- Genre: Comedy
- Written by: Alexei Sayle; Graham Linehan; Arthur Mathews;
- Directed by: Metin Hüseyin
- Starring: Alexei Sayle; Jean Marsh; Peter O'Brien; Peter Capaldi; Felicity Montagu;
- Country of origin: United Kingdom
- Original language: English
- No. of series: 2
- No. of episodes: 12

Production
- Running time: 30 minutes

Original release
- Network: BBC
- Release: 6 January 1994 – 1 July 1995

Related
- Alexei Sayle's Stuff; Alexei Sayle's Merry-Go-Round;

= The All New Alexei Sayle Show =

British comedy sketch TV show 1994–95

The All New Alexei Sayle Show was a comedy sketch show broadcast on BBC2 television for a total of twelve episodes, over two series in 1994 and 1995. The title sequence featured Alexei Sayle as an innocent, newly arrived man in London singing cheerful lyrics and dancing around Trafalgar Square, in a spoof of American television shows such as the Mary Tyler Moore Show.

It was the successor to Alexei Sayle's Stuff, and predecessor of Alexei Sayle's Merry-Go-Round. Sayle's co-star from Channel 4's The Gravy Train, future dual Academy Award winner Christoph Waltz appeared in a sketch during its run.

==Recurring characters==

The show differed from Alexei Sayle's Stuff mainly in its introduction of recurring characters who include:

- Alexei's alter ego, Bobby Chariot. Bobby is a Scouse comic of the old school, who appears as a warm-up act during breaks when the show has supposedly 'broken down' for technical reasons. His catchphrase "How you diddling?" will invariably fail to ignite the audience, prompting the reply, ". . . Bloody sod you, then." He will then regale them with anecdotes about his wife having left him, his drink problem, and sleeping in his Jag. He is an archetypal 'traditional' comedian who combines the least politically correct sides of Jimmy Tarbuck, Ken Dodd and Stan Boardman with a bit of Mr Sayle. He will often pick on the audience for cheap laughs, then turn on them when they remain unresponsive. Often, rather than being seen in front of the audience, he is pictured sitting among them, pouring his heart out to some poor uninterested, bored soul. Bobby also features in the subsequent show Alexei Sayle's Merry-Go-Round.
- Bobby's even more depressing and hopeless gag writer, played by Stephen Lewis, still bashing out bad puns on a manual typewriter.
- A caricature of John Smith, who was leader of the Labour Party at the time.
- Performance artists Egbert and Bill (a lampoon of real-life artists Gilbert and George), perform together with John Sparkes.
- Nancy and Spike.

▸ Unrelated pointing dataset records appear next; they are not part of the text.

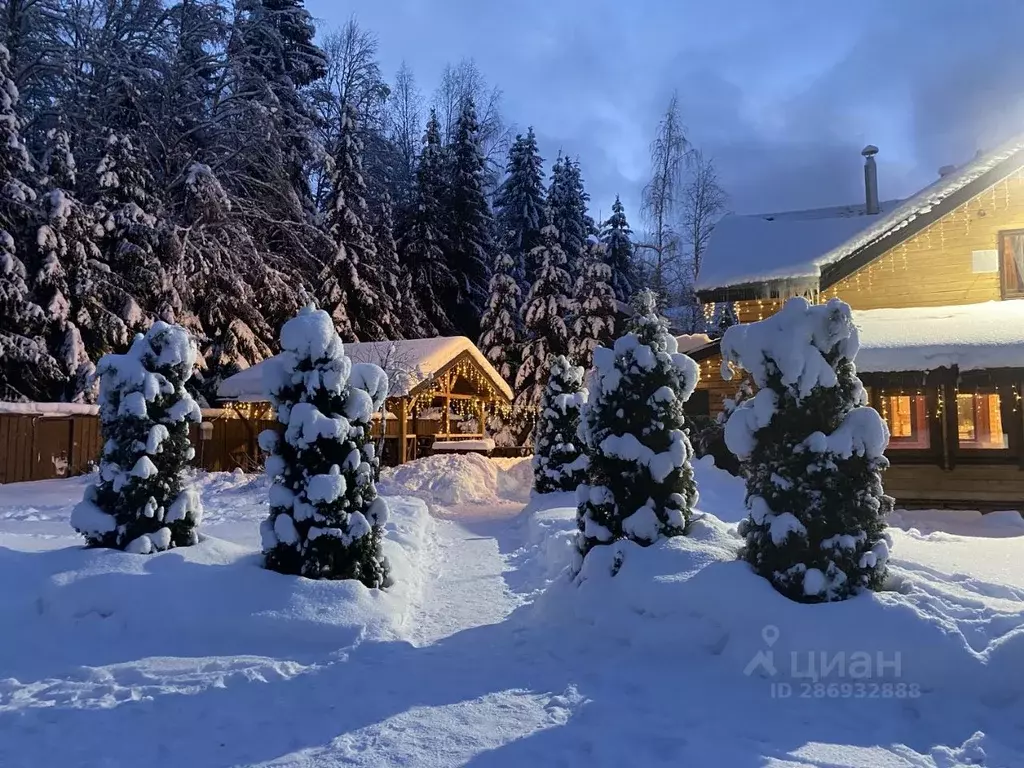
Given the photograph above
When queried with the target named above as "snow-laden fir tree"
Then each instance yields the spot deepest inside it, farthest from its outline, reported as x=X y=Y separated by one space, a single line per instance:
x=594 y=307
x=70 y=285
x=350 y=281
x=142 y=501
x=133 y=238
x=58 y=163
x=615 y=235
x=639 y=479
x=501 y=336
x=519 y=206
x=545 y=327
x=813 y=454
x=470 y=249
x=326 y=518
x=28 y=371
x=559 y=461
x=422 y=248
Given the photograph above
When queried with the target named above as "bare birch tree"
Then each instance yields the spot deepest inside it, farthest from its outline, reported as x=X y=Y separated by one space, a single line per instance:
x=659 y=208
x=704 y=203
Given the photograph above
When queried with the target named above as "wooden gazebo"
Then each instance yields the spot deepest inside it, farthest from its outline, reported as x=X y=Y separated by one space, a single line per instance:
x=441 y=391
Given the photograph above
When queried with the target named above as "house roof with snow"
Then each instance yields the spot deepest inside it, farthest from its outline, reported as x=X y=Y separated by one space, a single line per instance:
x=969 y=337
x=411 y=365
x=755 y=256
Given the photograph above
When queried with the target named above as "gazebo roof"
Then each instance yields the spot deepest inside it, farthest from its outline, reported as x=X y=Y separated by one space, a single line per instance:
x=411 y=365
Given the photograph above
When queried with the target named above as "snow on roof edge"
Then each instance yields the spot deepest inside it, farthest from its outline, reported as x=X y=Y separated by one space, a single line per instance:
x=877 y=228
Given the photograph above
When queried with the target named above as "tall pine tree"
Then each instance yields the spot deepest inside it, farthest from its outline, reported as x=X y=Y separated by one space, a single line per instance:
x=411 y=323
x=469 y=243
x=520 y=206
x=423 y=246
x=134 y=237
x=27 y=368
x=547 y=335
x=619 y=252
x=221 y=263
x=566 y=209
x=594 y=308
x=500 y=328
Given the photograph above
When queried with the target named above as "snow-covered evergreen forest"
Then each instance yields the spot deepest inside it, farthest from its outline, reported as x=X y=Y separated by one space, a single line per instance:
x=220 y=165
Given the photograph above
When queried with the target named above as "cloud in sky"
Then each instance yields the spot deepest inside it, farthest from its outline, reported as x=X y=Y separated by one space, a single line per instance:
x=783 y=94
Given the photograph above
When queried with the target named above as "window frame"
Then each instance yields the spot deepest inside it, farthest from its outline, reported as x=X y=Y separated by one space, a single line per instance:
x=1004 y=292
x=896 y=385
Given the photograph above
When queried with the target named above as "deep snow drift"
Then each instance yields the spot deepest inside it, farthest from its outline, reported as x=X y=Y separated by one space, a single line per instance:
x=485 y=654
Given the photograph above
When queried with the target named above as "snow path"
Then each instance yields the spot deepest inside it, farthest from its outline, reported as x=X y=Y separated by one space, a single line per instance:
x=464 y=585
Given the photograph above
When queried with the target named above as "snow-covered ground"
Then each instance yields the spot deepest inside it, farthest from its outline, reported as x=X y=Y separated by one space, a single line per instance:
x=484 y=654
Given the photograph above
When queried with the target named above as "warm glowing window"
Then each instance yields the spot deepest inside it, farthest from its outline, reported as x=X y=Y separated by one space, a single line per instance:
x=1012 y=263
x=979 y=422
x=906 y=416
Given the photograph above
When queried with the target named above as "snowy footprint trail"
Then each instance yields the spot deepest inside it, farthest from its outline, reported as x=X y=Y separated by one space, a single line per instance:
x=201 y=657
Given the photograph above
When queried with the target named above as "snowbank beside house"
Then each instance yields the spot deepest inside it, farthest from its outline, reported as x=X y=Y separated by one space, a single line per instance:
x=460 y=478
x=923 y=674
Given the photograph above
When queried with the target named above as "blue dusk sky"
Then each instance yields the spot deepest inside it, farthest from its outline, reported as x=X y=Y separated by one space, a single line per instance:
x=782 y=93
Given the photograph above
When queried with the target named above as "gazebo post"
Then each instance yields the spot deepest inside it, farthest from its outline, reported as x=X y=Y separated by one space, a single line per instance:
x=402 y=430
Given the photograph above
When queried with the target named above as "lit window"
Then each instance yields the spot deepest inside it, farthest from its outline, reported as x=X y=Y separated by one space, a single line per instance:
x=979 y=422
x=906 y=416
x=1012 y=264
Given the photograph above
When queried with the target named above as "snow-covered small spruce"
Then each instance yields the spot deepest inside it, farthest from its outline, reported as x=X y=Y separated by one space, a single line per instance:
x=813 y=454
x=326 y=518
x=142 y=501
x=559 y=462
x=620 y=257
x=639 y=479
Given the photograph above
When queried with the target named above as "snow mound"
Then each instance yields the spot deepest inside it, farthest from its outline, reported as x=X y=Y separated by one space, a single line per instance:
x=213 y=600
x=935 y=632
x=462 y=478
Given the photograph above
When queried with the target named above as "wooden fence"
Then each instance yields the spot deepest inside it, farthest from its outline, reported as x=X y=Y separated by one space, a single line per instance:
x=44 y=446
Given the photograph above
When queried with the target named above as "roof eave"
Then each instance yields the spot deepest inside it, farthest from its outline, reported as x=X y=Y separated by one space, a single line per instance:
x=833 y=273
x=844 y=267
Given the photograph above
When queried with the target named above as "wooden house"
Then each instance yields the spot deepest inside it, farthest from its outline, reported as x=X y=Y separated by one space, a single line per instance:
x=936 y=283
x=441 y=392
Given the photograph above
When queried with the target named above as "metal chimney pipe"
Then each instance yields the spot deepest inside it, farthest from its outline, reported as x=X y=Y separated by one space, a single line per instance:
x=870 y=179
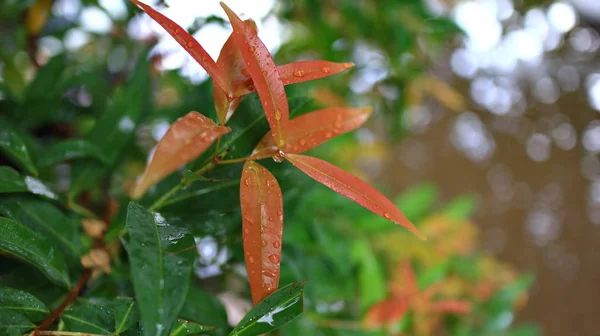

Two radical lesbians who run a feminist bicycle shop in Hackney called "Menstrual cycles". Depending on viewpoint, these are either very un-PC or overly PC characters.

==Running sketches==

Both series of the show included running sketches.
- Psycho Ward 11 in Series 1 was a spoof Australian hospital soap featuring Jean Marsh and Peter O'Brien.
- Drunk in Time in Series 2 satirised the popular late 1960s cult sci-fi TV series The Time Tunnel. It featured Peter Capaldi as Sayle's fellow drunk time-traveling companion, and also Jenny Agutter and Alfred Marks as the scientists back at the base.